Un’eventualità che si è concretizzata quasi subito e si è ripetuta più volte nel corso di questi venti mesi. Lasciando da parte giudizi morali e politici – posto che è difficile provare simpatia per i voltagabbana, di qualsiasi tipo e colore, soprattutto se si tratta di “miracolati” pagati più 15.000 euro al mese – se all’inizio la defezione di Mastrangeli, capostipite della genia, non destava preoccupazione, ora l’entità di questa “emorragia parlamentare” comincia a farsi preoccupante.

Tra abbandoni ed espulsioni, hanno lasciato il Movimento di Grillo 20 parlamentari su 163, dei quali 5 alla Camera e 15 al Senato.
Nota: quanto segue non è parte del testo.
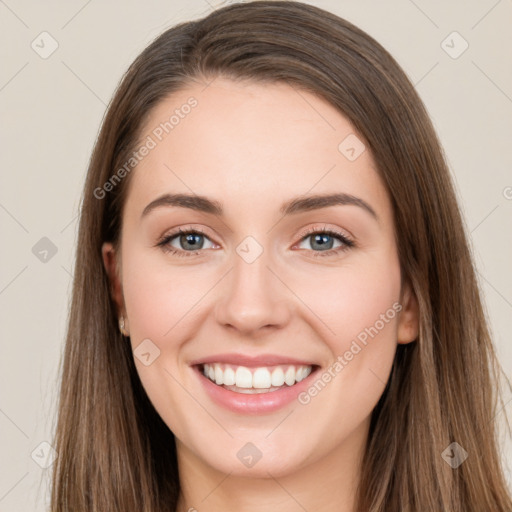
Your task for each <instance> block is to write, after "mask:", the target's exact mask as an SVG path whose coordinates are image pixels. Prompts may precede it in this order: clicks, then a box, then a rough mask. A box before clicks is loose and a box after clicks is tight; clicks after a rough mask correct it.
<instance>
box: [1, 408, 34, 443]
mask: <svg viewBox="0 0 512 512" xmlns="http://www.w3.org/2000/svg"><path fill="white" fill-rule="evenodd" d="M0 412H1V413H2V414H3V415H4V416H5V417H6V418H7V419H8V420H9V421H10V422H11V423H12V424H13V425H14V426H15V427H16V428H17V429H18V430H19V431H20V432H21V433H22V434H23V435H24V436H25V437H26V438H27V439H28V436H27V434H25V432H23V430H21V428H20V427H18V425H17V424H16V423H15V422H14V421H13V420H12V419H11V418H9V416H7V414H5V412H4V411H2V409H0Z"/></svg>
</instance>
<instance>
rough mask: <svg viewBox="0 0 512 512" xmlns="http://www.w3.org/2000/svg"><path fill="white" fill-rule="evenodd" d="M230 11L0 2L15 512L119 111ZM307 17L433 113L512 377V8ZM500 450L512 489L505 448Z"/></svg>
mask: <svg viewBox="0 0 512 512" xmlns="http://www.w3.org/2000/svg"><path fill="white" fill-rule="evenodd" d="M227 3H228V2H225V1H224V2H222V1H214V0H193V1H184V0H171V1H162V0H153V1H146V2H143V1H142V0H138V1H136V0H131V1H125V2H113V1H105V0H104V1H99V0H89V1H86V0H72V1H67V2H64V1H60V2H57V1H47V2H44V3H43V2H41V3H39V2H35V1H33V2H21V1H17V0H5V1H0V55H1V66H0V110H1V117H0V118H1V121H2V122H1V141H2V144H1V150H0V161H1V178H0V179H1V182H0V226H1V237H2V257H1V265H0V310H1V318H0V329H1V343H2V348H1V350H2V351H1V357H0V450H1V453H0V457H1V467H0V511H2V512H4V511H5V512H8V511H9V512H29V511H30V512H33V511H37V512H42V511H44V510H46V504H47V502H48V496H49V495H48V492H47V489H48V477H49V473H50V471H51V466H50V464H51V461H52V448H51V446H50V445H51V440H52V436H53V421H54V415H55V410H56V403H57V398H58V396H57V390H58V387H57V386H58V377H59V375H58V364H59V359H60V357H61V353H62V350H63V344H64V336H65V329H66V319H67V313H68V301H69V294H70V291H71V277H72V274H73V259H74V251H75V236H76V229H77V214H78V208H79V199H80V194H81V189H82V186H83V182H84V177H85V173H86V168H87V163H88V159H89V155H90V153H91V149H92V147H93V143H94V140H95V137H96V135H97V132H98V130H99V127H100V123H101V120H102V117H103V115H104V112H105V107H106V104H108V102H109V100H110V98H111V96H112V94H113V91H114V88H115V87H116V85H117V83H118V81H119V80H120V78H121V76H122V74H123V73H124V71H125V70H126V68H127V67H128V66H129V64H130V63H131V62H132V61H133V59H134V58H135V57H136V56H137V55H138V54H139V53H140V52H141V51H142V49H143V48H144V47H145V46H147V45H148V44H149V43H150V42H151V41H152V40H153V39H154V38H155V37H156V36H157V35H159V34H160V33H162V32H163V31H164V30H165V29H167V28H169V27H171V26H172V25H174V24H176V23H178V22H181V21H184V20H190V19H194V18H197V17H200V16H203V15H205V14H207V13H209V12H211V11H212V9H215V8H218V7H221V6H222V5H225V4H227ZM309 3H311V4H314V5H317V6H319V7H322V8H324V9H327V10H330V11H332V12H333V13H335V14H337V15H339V16H341V17H343V18H346V19H347V20H349V21H351V22H352V23H354V24H355V25H357V26H359V27H360V28H362V29H363V30H365V31H366V32H368V33H369V34H370V35H371V36H373V37H374V38H375V39H377V40H378V41H379V42H380V43H381V44H382V45H383V46H384V47H385V48H386V49H387V50H388V51H389V52H390V53H391V54H392V55H393V56H394V57H395V58H396V59H397V61H398V62H399V63H400V65H401V66H402V67H403V69H404V70H405V72H406V73H407V74H408V76H409V77H410V79H411V81H412V82H413V83H414V84H415V86H416V88H417V90H418V92H419V94H420V96H421V97H422V99H423V101H424V102H425V104H426V106H427V109H428V111H429V113H430V115H431V117H432V120H433V122H434V125H435V128H436V129H437V132H438V134H439V136H440V139H441V142H442V144H443V147H444V150H445V152H446V156H447V159H448V162H449V165H450V169H451V172H452V173H453V175H454V177H455V179H456V184H457V192H458V195H459V199H460V204H461V207H462V209H463V213H464V216H465V219H466V223H467V226H468V232H469V233H470V236H471V244H472V247H473V251H474V254H475V260H476V264H477V267H478V272H479V279H480V284H481V289H482V291H483V293H484V297H485V301H486V307H487V311H488V316H489V319H490V322H491V327H492V331H493V334H494V339H495V344H496V348H497V351H498V354H499V358H500V361H501V363H502V365H503V368H504V369H505V371H506V373H507V375H508V376H509V377H510V375H511V374H512V344H511V343H510V330H511V327H512V323H511V320H510V319H511V316H512V274H511V272H510V265H511V262H512V229H511V214H512V172H511V169H512V150H511V146H512V122H511V120H512V31H511V30H510V27H511V26H512V2H511V1H510V0H498V1H496V0H478V1H476V0H472V1H467V0H464V1H463V0H452V1H450V2H444V1H441V0H435V1H426V0H414V1H412V0H388V1H386V2H379V1H377V0H374V1H370V0H359V1H357V2H355V1H353V0H352V1H348V0H347V1H343V0H341V1H334V0H324V1H320V0H319V1H312V2H309ZM454 32H457V33H456V34H454ZM466 46H467V47H466ZM52 52H53V53H52ZM448 341H449V340H448ZM505 401H506V404H507V405H506V406H505V408H504V409H502V410H500V411H499V412H498V415H497V417H496V421H497V422H498V424H501V423H503V421H504V419H505V417H506V415H507V414H508V416H509V417H510V416H511V409H512V403H511V402H512V393H511V392H510V390H505ZM502 431H503V432H504V430H502ZM502 446H503V457H504V459H505V460H506V461H507V462H508V468H507V478H508V480H509V482H512V478H511V472H510V468H511V466H512V463H511V459H512V450H511V443H510V439H507V438H505V435H504V434H503V436H502ZM471 455H472V454H469V456H471ZM45 466H48V467H45Z"/></svg>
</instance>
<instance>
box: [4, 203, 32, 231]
mask: <svg viewBox="0 0 512 512" xmlns="http://www.w3.org/2000/svg"><path fill="white" fill-rule="evenodd" d="M0 208H2V209H3V210H4V211H5V213H7V215H9V216H10V217H11V218H12V219H13V220H14V221H15V222H16V223H17V224H18V225H19V226H21V228H22V229H23V231H25V233H28V229H27V228H26V227H25V226H24V225H23V224H22V223H21V222H20V221H19V220H18V219H17V218H16V217H15V216H14V215H13V214H12V213H11V212H10V211H9V210H8V209H7V208H6V207H5V206H4V205H3V204H1V203H0Z"/></svg>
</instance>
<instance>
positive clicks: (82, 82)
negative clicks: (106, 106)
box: [61, 60, 107, 107]
mask: <svg viewBox="0 0 512 512" xmlns="http://www.w3.org/2000/svg"><path fill="white" fill-rule="evenodd" d="M61 62H62V64H64V66H66V67H67V68H68V69H69V71H71V73H73V75H75V76H76V78H77V79H78V80H79V81H80V82H82V84H84V85H85V87H87V89H89V91H91V92H92V93H93V94H94V96H96V98H98V99H99V100H100V101H101V103H103V105H104V106H105V107H106V106H107V104H106V103H105V102H104V101H103V100H102V99H101V98H100V97H99V96H98V95H97V94H96V93H95V92H94V91H93V90H92V89H91V88H90V87H89V86H88V85H87V84H86V83H85V82H84V81H83V80H82V79H81V78H80V77H79V76H78V75H77V74H76V73H75V72H74V71H73V70H72V69H71V68H70V67H69V66H68V65H67V64H66V63H65V62H64V61H63V60H61Z"/></svg>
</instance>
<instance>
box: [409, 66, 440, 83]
mask: <svg viewBox="0 0 512 512" xmlns="http://www.w3.org/2000/svg"><path fill="white" fill-rule="evenodd" d="M438 64H439V61H437V62H436V63H435V64H434V65H433V66H432V67H431V68H430V69H429V70H428V71H427V72H426V73H425V74H424V75H423V76H422V77H421V78H420V79H419V80H418V81H417V82H416V83H415V84H414V87H418V85H419V84H420V82H421V81H422V80H423V79H424V78H425V77H426V76H427V75H428V74H429V73H430V72H431V71H432V70H433V69H434V68H435V67H436V66H437V65H438Z"/></svg>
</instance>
L’ultima pochi giorni fa è stata la senatrice Cristina De Pietro. In totale il 12% degli eletti del M5S è oggi nel Gruppo Misto o in un altro gruppo parlamentare: 1 su 8. Percentuale che al Senato arriva al 28%, quasi 1 su 3.

Cifre che quantomeno dovrebbero far riflettere. Non solo la Casaleggio Associati, ma anche la base e gli elettori del partito di Grillo, che a Roma ha sprecato l’ennesima opportunità per aggiornare (non)statuto e criteri di candidatura. Arrivati ormai al giro di boa, resta da vedere quanti saranno i grillini superstiti al termine della legislatura e quanti altri andranno invece a dilapidare il patrimonio di consensi ottenuto due anni fa.